The offer was tempting for Orwell because he wanted to oppose totalitarianism in all its forms, he said, but "there is a difference between being determined to expose the stupidity of Stalinism and the scale of the purges and throwing yourself into the business of denouncing people you know." Paul Foot, the left-wing journalist, sees the list as the next step for a man who "famously believed that Russia was not communist enough". In his early years Orwell was more pro-socialist than anti-communist, but by later life his loathing of anti-democratic communism came to dominate, said Mr Foot.
"He saw the stranglehold the communists had on the left, and he was one of the first people who saw the way Russia was going. He wanted to do something for his country."
The latest revelations about Orwell do not detract from his stature as a great writer, he said. "It is a pity from the point of view of his reputation, but the facts are the facts. I am a great admirer of Orwell, but we have to accept that he did take a McCarthyite position towards the end of his life."
The only people allowed access so far to the notebook containing Orwell's private list of "cryptos" are Michael Shelden, author of Orwell: The Authorised Biography, Bernard Crick, author of George Orwell: A Life, Orwell's late wife, Sonia, and his executors.

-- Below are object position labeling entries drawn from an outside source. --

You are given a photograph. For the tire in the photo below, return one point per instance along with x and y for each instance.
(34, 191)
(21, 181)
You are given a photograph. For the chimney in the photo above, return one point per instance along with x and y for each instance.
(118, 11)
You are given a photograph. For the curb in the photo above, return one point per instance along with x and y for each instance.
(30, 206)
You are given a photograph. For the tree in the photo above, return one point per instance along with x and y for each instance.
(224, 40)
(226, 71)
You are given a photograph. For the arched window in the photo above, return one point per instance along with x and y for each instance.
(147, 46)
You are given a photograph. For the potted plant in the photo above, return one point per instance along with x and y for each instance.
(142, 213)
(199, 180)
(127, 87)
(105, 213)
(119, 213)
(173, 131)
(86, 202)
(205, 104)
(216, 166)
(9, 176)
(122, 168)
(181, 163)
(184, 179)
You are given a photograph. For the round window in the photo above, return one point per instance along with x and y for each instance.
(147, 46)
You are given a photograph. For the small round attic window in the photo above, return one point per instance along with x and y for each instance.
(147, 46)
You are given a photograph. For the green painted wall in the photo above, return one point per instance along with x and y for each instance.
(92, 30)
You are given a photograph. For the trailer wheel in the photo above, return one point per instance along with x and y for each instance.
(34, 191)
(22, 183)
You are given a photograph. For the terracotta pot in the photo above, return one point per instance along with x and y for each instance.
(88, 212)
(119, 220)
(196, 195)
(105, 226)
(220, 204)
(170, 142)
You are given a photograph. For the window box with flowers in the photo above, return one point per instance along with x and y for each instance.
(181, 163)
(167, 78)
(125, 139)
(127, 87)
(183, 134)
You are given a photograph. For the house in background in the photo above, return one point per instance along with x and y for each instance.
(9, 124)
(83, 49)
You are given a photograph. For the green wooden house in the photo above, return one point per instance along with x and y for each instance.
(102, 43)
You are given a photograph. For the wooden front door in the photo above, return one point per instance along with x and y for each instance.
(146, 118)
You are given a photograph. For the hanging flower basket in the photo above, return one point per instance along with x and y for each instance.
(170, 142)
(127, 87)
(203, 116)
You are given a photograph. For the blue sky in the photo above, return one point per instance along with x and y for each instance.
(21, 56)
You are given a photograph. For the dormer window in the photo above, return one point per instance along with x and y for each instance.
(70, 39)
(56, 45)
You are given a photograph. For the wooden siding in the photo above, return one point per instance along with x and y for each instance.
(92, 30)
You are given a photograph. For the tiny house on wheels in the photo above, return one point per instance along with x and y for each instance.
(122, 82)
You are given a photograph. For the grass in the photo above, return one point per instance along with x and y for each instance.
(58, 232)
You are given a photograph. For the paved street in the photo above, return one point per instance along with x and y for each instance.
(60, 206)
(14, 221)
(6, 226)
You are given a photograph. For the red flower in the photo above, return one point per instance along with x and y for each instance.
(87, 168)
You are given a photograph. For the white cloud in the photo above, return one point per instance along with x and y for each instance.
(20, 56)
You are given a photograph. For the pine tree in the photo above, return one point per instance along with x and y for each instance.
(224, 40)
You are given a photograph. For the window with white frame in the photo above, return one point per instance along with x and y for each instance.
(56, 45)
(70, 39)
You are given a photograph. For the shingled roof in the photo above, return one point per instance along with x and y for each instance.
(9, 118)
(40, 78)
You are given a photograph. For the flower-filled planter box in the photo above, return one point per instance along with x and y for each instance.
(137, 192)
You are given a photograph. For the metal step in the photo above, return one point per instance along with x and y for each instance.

Michael Shelden believes that Orwell was assisted in the venture, which was initially for his own private purposes and only made available to IRD later, by Richard Rees, an old literary friend. Mr Shelden quotes Mr Rees as saying that their collection of names was "a sort of game we played - discussing who was a paid agent of what and estimating to what lengths of treachery our favourite betes noires would be prepared to go."
Appearing in the notebook are the heiress and hostess Nancy Cunard, the former Labour politician Tom Driberg, the authors JB Priestley and John Steinbeck, the playwright George Bernard Shaw and the actor Michael Redgrave.
"Beside many of these names are personal comments," writes Mr Shelden. "The scientist Solly Zuckerman is described as being a 'strong sympathiser only', with the added comments, 'Could change. Politically ignorant.' Next to Sean O'Casey's name is the annotation 'very stupid', and next to Kingsley Martin's name is 'decayed liberal. Very dishonest'."
Britain's eminent leftists want to know whether they are also there, perhaps with a scathing comment or a disquieting question mark. The notebook, when eventually available to the public, will read after all like a Marxist honours list. Whether an act of faith in socialism or a betrayal of the left, perhaps Orwell has paid former comrades the most backhanded of compliments.